La voce di Miki interrompe le mie desolanti riflessioni. "Coraggio, prendi queste", mi esorta tornando in camera e porgendomi un paio di pastiglie e un bicchiere d'acqua.

"Grazie", mormoro con gratitudine e, con un sospiro di sollievo, prendo gli analgesici ed ingoio due compresse. Il semplice atto di alzare la testa mi provoca un gemito. "Lui dov'è adesso?", sibilo stringendomi nel mio pigiama di raso blu, quasi avessi paura della sua risposta.

"Parli di Ivan? Non lo so, ieri sera Brad l'ha portato via, ma non l'ho ancora sentito. Lisa...", abbassa la testa colma di disprezzo verso se stessa. "Mi dispiace davvero tanto, è tutta colpa mia, mai avrei immaginato..."

"No, ti sbagli", le sussurro con tono incrinato.

"Sì, invece!", sbotta lei tornando a sedere e appoggiandosi alla spalliera della sedia. "Se non avessi insistito tanto, tu a quest'ora non saresti in questo stato!"

Trasalisco non appena sento la rabbia nella sua voce. "Miki...", continuo reprimendo un singulto. "Tu non devi scusarti, non hai colpe. Semmai sono io ad aver peccato. Non dovevo allontanarmi, non dovevo nemmeno venirci a questa stupida festa. Ho abbassato la guardia ed è stato solo un errore mio, non tuo. Forse ho fatto credere qualcosa perché Ivan fraintendesse. Mio padre alla fine aveva ragione: sono io che istigo, è colpa mia se loro si comportano così con me."

"Non lo devi nemmeno pensare", mi rimprovera lei. "Non puoi sentirti responsabile, tu non hai fatto niente di male.
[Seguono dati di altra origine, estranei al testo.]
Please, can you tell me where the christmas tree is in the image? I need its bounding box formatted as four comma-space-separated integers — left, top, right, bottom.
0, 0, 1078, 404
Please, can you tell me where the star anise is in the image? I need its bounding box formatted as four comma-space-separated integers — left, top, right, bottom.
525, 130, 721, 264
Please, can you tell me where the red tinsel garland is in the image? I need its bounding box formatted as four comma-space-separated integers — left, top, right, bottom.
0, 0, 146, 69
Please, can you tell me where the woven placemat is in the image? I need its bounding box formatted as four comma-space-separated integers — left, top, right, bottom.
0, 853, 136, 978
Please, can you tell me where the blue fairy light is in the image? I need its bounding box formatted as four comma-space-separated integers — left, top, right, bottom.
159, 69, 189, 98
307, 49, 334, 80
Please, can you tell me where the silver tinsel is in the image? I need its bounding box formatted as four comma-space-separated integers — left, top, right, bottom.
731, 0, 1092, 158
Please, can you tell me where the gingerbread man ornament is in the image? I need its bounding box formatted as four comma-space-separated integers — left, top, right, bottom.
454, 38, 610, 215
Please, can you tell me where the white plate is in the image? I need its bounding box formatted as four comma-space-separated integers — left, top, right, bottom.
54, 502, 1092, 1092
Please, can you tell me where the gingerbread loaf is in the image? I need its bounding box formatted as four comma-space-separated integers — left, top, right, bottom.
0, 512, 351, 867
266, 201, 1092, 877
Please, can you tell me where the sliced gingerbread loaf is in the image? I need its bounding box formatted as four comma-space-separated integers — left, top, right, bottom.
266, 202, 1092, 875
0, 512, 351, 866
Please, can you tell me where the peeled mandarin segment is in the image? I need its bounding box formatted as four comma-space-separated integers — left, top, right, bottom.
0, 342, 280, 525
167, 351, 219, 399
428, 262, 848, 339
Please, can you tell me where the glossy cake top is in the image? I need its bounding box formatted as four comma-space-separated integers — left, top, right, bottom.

Non hai praticamente rivolto parola ad Ivan, non poteva equivocare."

Il labbro inferiore inizia a tremarmi, le lacrime mi riempiono gli occhi in maniera così impetuosa da rendermi incapace di trattenerle e, sinceramente, non voglio nemmeno provarci. Le lascio scorrere inesorabili. Anche Miki si unisce al mio dolore, come se la sua sofferenza potesse alleviare in qualche modo la mia.

Prendo la testa fra le mani, la spremo nel tentativo di cancellarne i pensieri e con tutto il coraggio che mi resta proseguo con voce singhiozzante: "credo tu abbia ragione sai? È arrivato il momento per me di fare i bagagli."